Il mercato del digitale supera la barriera dei 70 miliardi di euro

Ha superato i 70 miliardi di euro nel 2018 e nel 2019 le prime stime segnalano una crescita analoga. Il mercato digitale in Italia cresce più di quello macroeconomico, un dato che fa riflettere e capire l’orientamento dei prossimi anni. «I numeri dimostrano che la digitalizzazione sta avanzando e che il settore Ict gioca un ruolo importantissimo nel mitigare momenti congiunturali difficilissimi», dice il presidente di Anitec Assinform, Marco Gay, commentando la rilevazione annuale dell’Associazione di Confindustria che raggruppa le principali aziende dell’Ict, condotta in collaborazione con NetConsulting cube.

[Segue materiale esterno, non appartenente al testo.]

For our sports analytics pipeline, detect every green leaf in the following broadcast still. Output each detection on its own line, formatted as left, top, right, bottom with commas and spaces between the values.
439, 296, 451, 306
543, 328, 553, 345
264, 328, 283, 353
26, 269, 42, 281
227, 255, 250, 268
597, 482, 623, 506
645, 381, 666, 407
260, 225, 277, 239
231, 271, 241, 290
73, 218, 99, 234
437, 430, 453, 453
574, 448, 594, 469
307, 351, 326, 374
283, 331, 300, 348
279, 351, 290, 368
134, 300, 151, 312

Il mercato spinge per la trasformazione digitale e l’innovazione ed è per questo che non bisogna perdere tempo. Gay sottolinea il ruolo dello Stato in questo momento cruciale: «le misure a favore degli investimenti nel digitale delle imprese vanno rafforzate. Speriamo che l’azione del Governo vada in questa direzione perché dalle nostre analisi sul campo stiamo vedendo che c’è un’ottima capacità di offerta da parte delle imprese produttrici e una buona domanda di hi-tech da parte delle imprese».

La crescita in tutti i settori dell’Ict

Il mercato dell’Ict è quindi parte integrante dello sviluppo dell’Italia con oltre 70 miliardi di euro che per metà vede nelle vesti di fornitrici imprese italiane. O comunque «imprese che hanno una presenza importante in Italia». Sono cresciuti Software e soluzioni Ict (+7,7% a 7,1 miliardi); Servizi Ict (+5,1% a 11,6 miliardi); Contenuti e pubblicità digitali (+7,7% a 11,2 miliardi); Dispositivi e sistemi (+2,6% a 18,8 miliardi). Grande crescita anche per le componenti più innovative come Cybersecurity (1 miliardo; +12,2%), Cloud (2,3 miliardi; +23,6%) e IoT (2,97 miliardi; +19,2%). I settori d’utenza che più hanno spinto il mercato sono Banche (+4,6% a 7,6 miliardi) e Industria (+5,2% a 8 miliardi) anche grazie soprattutto alla volontà del sistema di evolvere grazie al digitale. Su questa evoluzione, dice senza tentennamenti il presidente di Anitec Assinform Marco Gay, l’Industria
4.0 «ha avuto un grande impatto» .

Ora però non bisogna fermarsi e così la rilevazione annuale dell’Associazione di Confindustria ritorna ad affrontare le politiche d’incentivazione. La spinta deve arrivare dallo Stato. Per Gay servono necessariamente «incentivi, per aiutare a vincere un gap fin troppo visibile: abbiamo un sistema-Paese a due velocità con imprese impegnate a innovare e ancora troppe entità, soprattutto piccole, ai margini dei processi di ammodernamento. È importante ripartire da lì».